Later, in Buenos Aires, he accompanied choreographer and dancer Santiago Ayala ("El Chúcaro") and dancer Norma Viola. He performed at various venues, sharing the bill with Alberto Marino and Edmundo Rivero. With his ensemble, he took part in the film Un italiano en Argentina, starring Vittorio Gassman, Silvana Pampanini, and Nelly Panniza.

=== Break and return (1970–1976) ===
At the end of the 1960s, Marmo paused his musical career for approximately ten years, during which his children Mario Luis and Mónica Estela were born. In 1976, bandoneonist Enrique Miranda—who had also been part of Independiente's Artistic Embassy—invited him to take the pianist position in his new ensemble, prompting Marmo's return to the stage. That same year, Carlos Marani, owner of the Estudio Paraná rehearsal rooms, brought him on as a repertoire coach for tango singers.

=== Trío Marmo, Buenos Aires Cinco and work as arranger ===
In the 1970s, he formed the Trío Marmo and the quintet Buenos Aires Cinco, beginning his work as an arranger. With these groups—and especially through his arrangements—he showcased the milonguero qualities that defined his style, influenced by the "decareano" concept and his admiration for Aníbal Troilo and Alfredo Gobbi. He was the go-to musician for numerous singers, including Jorge Sobral, with whom he performed at the Teatro Presidente Alvear alongside Rafael Nicolau and Alberto Garralda. He also wrote special arrangements for vocal duos, trios, and quartets, carefully balancing timbres to highlight the lead voice.

=== Teaching work and later years ===
Since December 1988, he was married to the singer Silvia Nieves, who authored his biographical profile.
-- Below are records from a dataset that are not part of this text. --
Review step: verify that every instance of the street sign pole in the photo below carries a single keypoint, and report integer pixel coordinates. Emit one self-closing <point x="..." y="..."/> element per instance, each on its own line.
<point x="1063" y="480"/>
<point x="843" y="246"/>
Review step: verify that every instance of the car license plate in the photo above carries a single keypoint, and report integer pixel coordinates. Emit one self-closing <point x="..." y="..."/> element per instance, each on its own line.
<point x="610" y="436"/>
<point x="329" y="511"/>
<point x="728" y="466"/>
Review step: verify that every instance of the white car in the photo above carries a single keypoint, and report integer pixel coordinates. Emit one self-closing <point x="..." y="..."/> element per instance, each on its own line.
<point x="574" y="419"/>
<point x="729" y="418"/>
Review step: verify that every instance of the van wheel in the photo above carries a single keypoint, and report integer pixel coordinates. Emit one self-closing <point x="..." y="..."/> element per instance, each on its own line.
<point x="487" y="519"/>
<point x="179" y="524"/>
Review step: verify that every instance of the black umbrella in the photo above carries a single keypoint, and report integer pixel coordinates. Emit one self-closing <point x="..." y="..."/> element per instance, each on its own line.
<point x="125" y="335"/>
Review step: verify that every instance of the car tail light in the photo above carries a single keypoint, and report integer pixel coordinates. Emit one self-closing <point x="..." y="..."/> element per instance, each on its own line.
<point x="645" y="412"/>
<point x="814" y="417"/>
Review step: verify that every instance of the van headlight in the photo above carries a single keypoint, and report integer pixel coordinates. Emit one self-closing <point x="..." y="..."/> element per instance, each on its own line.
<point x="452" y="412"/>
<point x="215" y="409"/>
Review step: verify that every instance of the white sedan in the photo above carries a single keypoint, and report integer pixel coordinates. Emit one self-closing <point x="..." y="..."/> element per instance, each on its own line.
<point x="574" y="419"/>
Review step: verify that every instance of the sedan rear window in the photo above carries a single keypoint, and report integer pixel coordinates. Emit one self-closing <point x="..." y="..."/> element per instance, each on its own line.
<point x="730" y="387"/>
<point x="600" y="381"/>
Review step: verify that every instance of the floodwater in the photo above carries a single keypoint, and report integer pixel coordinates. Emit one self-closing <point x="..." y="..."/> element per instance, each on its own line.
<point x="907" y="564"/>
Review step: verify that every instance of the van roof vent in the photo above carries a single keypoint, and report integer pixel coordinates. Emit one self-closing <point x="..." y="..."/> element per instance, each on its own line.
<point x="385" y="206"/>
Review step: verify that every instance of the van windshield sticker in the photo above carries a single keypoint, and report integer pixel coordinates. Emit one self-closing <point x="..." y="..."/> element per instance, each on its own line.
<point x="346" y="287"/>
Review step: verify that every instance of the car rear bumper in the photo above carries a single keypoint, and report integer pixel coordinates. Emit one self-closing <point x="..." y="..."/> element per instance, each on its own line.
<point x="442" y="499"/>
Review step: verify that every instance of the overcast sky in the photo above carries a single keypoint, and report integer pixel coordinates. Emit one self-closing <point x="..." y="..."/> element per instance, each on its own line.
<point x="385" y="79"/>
With her, he had a daughter, Natalia Lorena. In 2013, he was still active as a teacher, with a large number of students drawn to his teaching ability, artistic honesty, and personalized dedication. Even during those years, he combined teaching with occasional performances, remaining a respected figure in the tango world.

Mario Marmo died on 26 November 2016.

== Selected discography ==
Throughout his career, Mario Marmo participated in numerous recording projects as a pianist, ensemble director, and arranger. Among the most notable titles are:

- "De igual a igual Tango" (1992), with vocals by Pablo Guzmán and ensemble directed by Mario Marmo.
- "Mi ciudad y mi gente" (date not specified), with vocals by Patricia Duarte and the Mario Marmo Trio, produced in Buenos Aires.
- "Las Perlas del Tango" (2011), an album in which he participated as director and arranger.
- "Vivamos nomás Tango" (date not specified), a project led by Mario Marmo.